WASHINGTON — Former Vice President Dick Cheney said Monday that the only alternative the Bush administration had to creating the Guantanamo Bay naval prison was to kill the terror suspects who are incarcerated there, and "we don't operate that way."
The 240 prisoners left at Guantanamo, he said, are "the worst of the worst" — including alleged Sept. 11 mastermind Khalid Sheik Muhammed — who would gladly become suicide bombers to kill more Americans.
"If you don't have a place where you can hold these people, the only other option is to kill them, and we don't operate that way," he said.
Cheney said the Bush administration had not set up the jail at Guantanamo, captured terrorists would have been brought to the United States where they would have received full legal rights.
He did not address why the prisoners could not have been held at U.S. military jails in war zones like Afghanistan and Iraq, where some newly captured prisoners are now incarcerated.
Former President George W. Bush's vice president has been a leading critic of President Barack Obama's order to close down the jail at the U.S. Naval Base at Guantanamo Bay, Cuba, an enclave of that communist-run island operated by the Navy since 1903.
The jail became widely known only in the past six years, after the United States began sending terror suspects, mostly captured in battle in Iraq or Afghanistan.
In his appearance Monday at the National Press Club, Cheney reiterated his challenge to Obama to release several pages of secret memos that Cheney insists would prove that harsh interrogations employed at the base were effective in eliciting vital information.
Critical of Obama's memo release
His initial request to release the memos was turned down last month because the documents are the subject of a Freedom of Information Act lawsuit and might be ordered released by a court.
Cheney noted that Obama superseded another lawsuit in April to release memos describing the CIA's harsh interrogation program, which Cheney said amounted to "giving away the store."
The former vice president also defended the Bush administration's decision to invade Iraq in 2003, despite faulty intelligence about its nuclear weapons program and links to the Sept. 11, 2001 terrorist attacks. He asserted that U.S.-deposed Iraqi President Saddam Hussein, later executed by an Iraqi court, could have helped terrorists acquire nuclear weapons.
The U.S. government could find no evidence of an active Iraq nuclear weapons program after the 2003 invasion nor of an active relationship between Saddam's Iraq and the al-Qaida network.
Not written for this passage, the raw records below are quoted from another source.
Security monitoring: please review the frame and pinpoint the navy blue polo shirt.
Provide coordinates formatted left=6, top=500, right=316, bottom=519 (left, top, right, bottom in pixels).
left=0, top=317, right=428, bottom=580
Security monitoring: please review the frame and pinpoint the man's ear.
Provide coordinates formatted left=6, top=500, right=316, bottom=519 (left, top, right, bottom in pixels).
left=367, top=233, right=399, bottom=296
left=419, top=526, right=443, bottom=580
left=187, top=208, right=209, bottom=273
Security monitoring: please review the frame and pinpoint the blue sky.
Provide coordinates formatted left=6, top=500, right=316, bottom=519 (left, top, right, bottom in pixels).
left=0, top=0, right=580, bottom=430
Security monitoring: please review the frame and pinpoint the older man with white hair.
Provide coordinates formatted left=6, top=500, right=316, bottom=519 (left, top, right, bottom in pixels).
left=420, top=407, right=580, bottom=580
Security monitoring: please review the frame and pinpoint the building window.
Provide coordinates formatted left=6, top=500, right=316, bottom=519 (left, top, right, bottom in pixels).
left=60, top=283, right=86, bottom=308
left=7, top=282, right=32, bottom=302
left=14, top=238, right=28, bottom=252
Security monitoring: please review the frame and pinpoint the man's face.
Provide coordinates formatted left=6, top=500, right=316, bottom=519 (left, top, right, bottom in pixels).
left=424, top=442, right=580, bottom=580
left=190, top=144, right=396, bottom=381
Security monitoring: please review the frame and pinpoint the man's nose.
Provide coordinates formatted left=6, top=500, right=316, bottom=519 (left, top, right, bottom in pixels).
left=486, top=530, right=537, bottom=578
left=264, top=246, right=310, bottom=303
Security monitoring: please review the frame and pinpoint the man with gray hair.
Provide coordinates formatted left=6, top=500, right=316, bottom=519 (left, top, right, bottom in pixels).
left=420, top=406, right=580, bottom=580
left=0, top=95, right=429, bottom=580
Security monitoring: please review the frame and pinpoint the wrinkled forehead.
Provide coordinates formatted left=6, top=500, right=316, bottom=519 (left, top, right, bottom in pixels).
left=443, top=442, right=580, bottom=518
More than 4,300 U.S. service members have died in Iraq, and more than 30,000 have been wounded. Tens of thousands of Iraqis have been killed in the war that has cost the United States about $675 billion so far, according to the National Priorities Project.
Cheney is writing a memoir about his years in government, which he said will highlight the successes of the policies set in place after the Sept. 11 attacks.